|
<< Click to Display Table of Contents >> Navigation: Input/Output > Save gather to S3 |
Save gather to S3 writes a seismic gather dataset to Amazon S3 cloud storage in a tiled format optimised for fast parallel retrieval. The module groups traces by bin (inline/crossline), reads them in configurable bulk chunks, and uploads each bin gather as a separate S3 object using multiple write threads. A metadata file is also written to S3 to record the gather dimensions and grouping mode, enabling the Load gather from S3 module to reconstruct the dataset later.
This module is used in cloud-based processing workflows to archive processed seismic volumes to S3 buckets, making them available for subsequent processing steps or long-term storage. Authentication is managed through named credential profiles. After execution, the module reports the total number of traces and files written.
The primary seismic data container from the upstream module, carrying all associated seismic data items to be written to S3.
The seismic data reader handle used to access trace amplitude data for writing. This provides the module with the trace count, sample count, and sample interval needed to initialise the S3 service.
The collection of trace headers for the dataset. The module uses the bin (inline/crossline) information in these headers to group traces into per-bin gathers before uploading to S3.
The seismic gather to be saved. Connect this to the gather output of the upstream processing module.
The 2D stack line geometry associated with the dataset, if applicable.
The crooked 2D line geometry associated with the dataset, if applicable.
The 3D bin grid geometry associated with the dataset, used for inline/crossline address resolution, if applicable.
An indexed and sorted version of the trace headers from the upstream module, enabling ordered per-gather access.
The S3 key prefix (path) under which the gather dataset will be stored. All per-bin object files and the metadata file will be written under this prefix within the configured S3 bucket. Use the same name when loading the dataset back with Load gather from S3.
When enabled, the module skips writing any S3 object that already exists at the target path, rather than overwriting it. This can speed up re-runs of partially completed jobs but may result in inconsistent data if previous writes were incomplete. The UNSAFE label indicates that partial datasets can occur; enable this option only when you are confident the existing files are valid. Default: disabled (files are always overwritten).
Determines how traces are grouped into S3 objects. Currently only Bin grouping (by inline/crossline bin) is implemented; Source and Receiver grouping modes are reserved for future use. This parameter is read-only and cannot be changed. Default: Bin.
The name of the AWS credentials profile used to authenticate with Amazon S3. Profiles are defined in the local S3 credentials configuration file (INI format). Select the profile that has write access to the destination S3 bucket.
Controls whether this module automatically connects to the preceding module in the sequence flow. When enabled, the module inherits the data connection from the upstream step without requiring a manual link.
The number of parallel threads used to upload per-bin gather objects to S3. Default: 5. Increasing this value can reduce total write time for large datasets with many bins, subject to network bandwidth and S3 throughput limits.

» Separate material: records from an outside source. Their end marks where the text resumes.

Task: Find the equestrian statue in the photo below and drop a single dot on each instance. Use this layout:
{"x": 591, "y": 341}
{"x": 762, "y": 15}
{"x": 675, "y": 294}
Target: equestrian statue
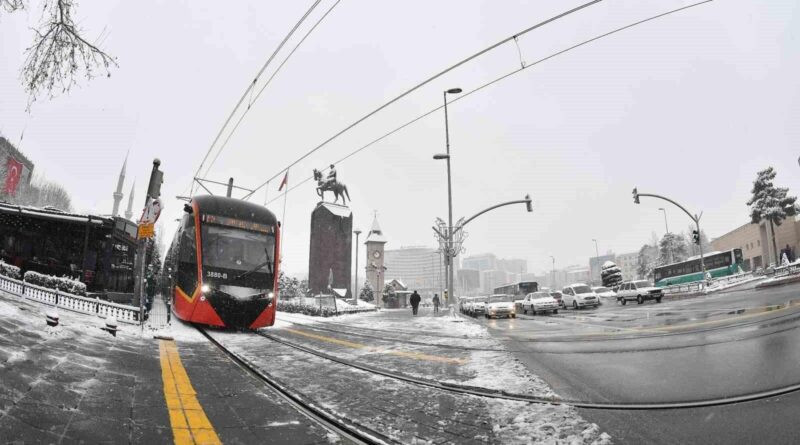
{"x": 331, "y": 184}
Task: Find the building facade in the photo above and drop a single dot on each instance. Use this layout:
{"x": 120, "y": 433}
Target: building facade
{"x": 418, "y": 268}
{"x": 755, "y": 240}
{"x": 628, "y": 263}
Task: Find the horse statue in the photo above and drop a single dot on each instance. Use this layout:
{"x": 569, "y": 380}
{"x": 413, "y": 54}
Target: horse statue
{"x": 338, "y": 189}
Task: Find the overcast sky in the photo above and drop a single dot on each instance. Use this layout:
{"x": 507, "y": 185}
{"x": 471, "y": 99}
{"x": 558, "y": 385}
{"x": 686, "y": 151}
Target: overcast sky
{"x": 689, "y": 106}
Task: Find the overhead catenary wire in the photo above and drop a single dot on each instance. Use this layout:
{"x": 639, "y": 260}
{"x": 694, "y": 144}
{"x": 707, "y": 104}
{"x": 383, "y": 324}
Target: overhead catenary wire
{"x": 269, "y": 80}
{"x": 492, "y": 82}
{"x": 251, "y": 86}
{"x": 425, "y": 82}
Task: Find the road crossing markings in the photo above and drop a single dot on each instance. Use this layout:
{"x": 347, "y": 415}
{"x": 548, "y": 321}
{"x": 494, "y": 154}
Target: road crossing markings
{"x": 407, "y": 354}
{"x": 187, "y": 418}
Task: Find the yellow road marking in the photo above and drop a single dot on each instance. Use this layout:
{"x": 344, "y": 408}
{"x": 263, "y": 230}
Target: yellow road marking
{"x": 187, "y": 418}
{"x": 407, "y": 354}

Valid range: 1 to 1000.
The number of traces read from the seismic source in each read batch before being grouped and uploaded to S3. Default: 10000 traces. Larger values increase memory usage but reduce the number of read operations, which can improve throughput on datasets with high per-read latency. Valid range: 1 to 1,000,000,000 traces.
Selects whether processing runs on the CPU or GPU. For this module, which performs network I/O rather than heavy computation, CPU execution is standard.
Controls whether the module runs on a remote processing node in a distributed cluster environment. When enabled, the job is submitted to a remote node rather than executed locally.
The minimum number of gathers processed per execution chunk in distributed mode. Larger values reduce scheduling overhead but require more memory per node.
When distributed execution is active, this setting caps the number of threads that each remote node is allowed to use, preventing overloading of shared cluster resources.
An optional text label appended to the distributed job name. Use this to distinguish multiple simultaneous jobs running on the cluster.
When enabled, allows the user to manually specify which CPU cores or NUMA nodes this module is allowed to use. Leave disabled to let the system assign resources automatically.
The specific CPU core or NUMA node affinity mask, active only when Set custom affinity is enabled.
The number of CPU threads to use for local execution. Higher values can improve throughput when processing many gathers sequentially.
When enabled, this module is bypassed and execution continues with the next module in the flow. Use this setting to temporarily disable the module without removing it from the workflow.
The total number of seismic traces successfully written to S3 after execution completes. Use this value to verify that all expected traces were uploaded.
The total number of S3 objects (per-bin gather files) written during execution. Each populated inline/crossline bin results in one S3 object.